Consequently, it appears unlikely that VC would be readily removed by reductive dechlorination at this site. We therefore decided to evaluate the aerobic metabolism of VC using ethene as the co-substrate in order to optimize biodegradation. Our approach was partly based on the work of Coleman et al. (2002, AEM 68:2726, 6162) at the Air Force Research Laboratory, and Coleman and Spain (2003, J. Bact.185:5536). These authors recently provided strong support for the view that ubiquitous soil Mycobacteria and related organisms are responsible for the aerobic natural attenuation of VC observed at many sites. Coleman et al. (2002) also showed that VC could be aerobically biodegraded at low concentrations. However, at very low concentrations less than Ks (around 1 µM [63 µg/L]), substrate limitations may result in less than optimum rates of VC degradation.
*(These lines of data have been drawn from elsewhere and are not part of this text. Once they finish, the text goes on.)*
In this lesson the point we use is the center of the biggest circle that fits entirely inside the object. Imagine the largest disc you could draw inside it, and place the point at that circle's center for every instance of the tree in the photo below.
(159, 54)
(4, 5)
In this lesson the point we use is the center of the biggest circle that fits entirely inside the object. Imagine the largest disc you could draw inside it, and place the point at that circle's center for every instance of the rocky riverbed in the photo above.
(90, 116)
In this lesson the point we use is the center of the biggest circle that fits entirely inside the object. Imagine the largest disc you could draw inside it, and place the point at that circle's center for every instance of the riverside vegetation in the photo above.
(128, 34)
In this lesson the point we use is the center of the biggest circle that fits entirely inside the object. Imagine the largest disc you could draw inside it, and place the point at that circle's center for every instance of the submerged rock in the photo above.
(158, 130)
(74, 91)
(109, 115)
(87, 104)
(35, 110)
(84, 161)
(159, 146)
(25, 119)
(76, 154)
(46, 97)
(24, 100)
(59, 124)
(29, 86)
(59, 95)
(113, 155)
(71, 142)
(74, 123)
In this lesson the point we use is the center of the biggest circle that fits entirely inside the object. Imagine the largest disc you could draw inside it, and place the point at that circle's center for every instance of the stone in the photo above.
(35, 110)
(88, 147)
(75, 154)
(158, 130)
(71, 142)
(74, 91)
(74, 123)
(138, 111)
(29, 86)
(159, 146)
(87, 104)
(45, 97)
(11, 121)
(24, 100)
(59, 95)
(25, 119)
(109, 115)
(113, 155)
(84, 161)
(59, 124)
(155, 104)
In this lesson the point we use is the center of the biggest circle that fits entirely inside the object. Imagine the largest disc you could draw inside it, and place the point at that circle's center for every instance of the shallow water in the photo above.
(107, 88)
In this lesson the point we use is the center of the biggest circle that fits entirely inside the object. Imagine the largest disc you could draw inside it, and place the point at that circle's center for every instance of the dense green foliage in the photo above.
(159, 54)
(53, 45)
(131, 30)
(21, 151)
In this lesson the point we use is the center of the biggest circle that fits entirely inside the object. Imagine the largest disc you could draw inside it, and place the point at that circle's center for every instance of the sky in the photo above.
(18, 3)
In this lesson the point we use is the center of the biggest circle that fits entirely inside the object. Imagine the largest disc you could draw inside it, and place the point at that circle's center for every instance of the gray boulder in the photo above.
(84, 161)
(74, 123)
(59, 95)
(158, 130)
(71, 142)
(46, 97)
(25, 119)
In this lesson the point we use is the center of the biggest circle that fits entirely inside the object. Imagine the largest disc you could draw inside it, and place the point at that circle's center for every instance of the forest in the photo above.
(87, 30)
Earlier studies (Hartmans & de Bont, 1992, AEM 58:1220) demonstrated that ethene supported growth of VC-degrading bacteria, and induced the enzymes involved in VC degradation.

Using microcosm testing, BCI evaluated the ability of ethene to stimulate the growth of VC-degrading bacteria in site groundwater. The addition of ethene, oxygen and minerals to site groundwater resulted in optimized biodegradation of vinyl chloride, achieving levels below the drinking water standard of 2 ppb. The successful biodegradation of 30 ppb of VC in site groundwater occurred by either direct microbial oxidation or by co-metabolism, and the VC was biodegraded to concentrations less than 0.5 ppb. Methane-oxidizing bacteria did not appear to be involved in the observed optimized biodegradation of VC. The field implications of this work will be discussed.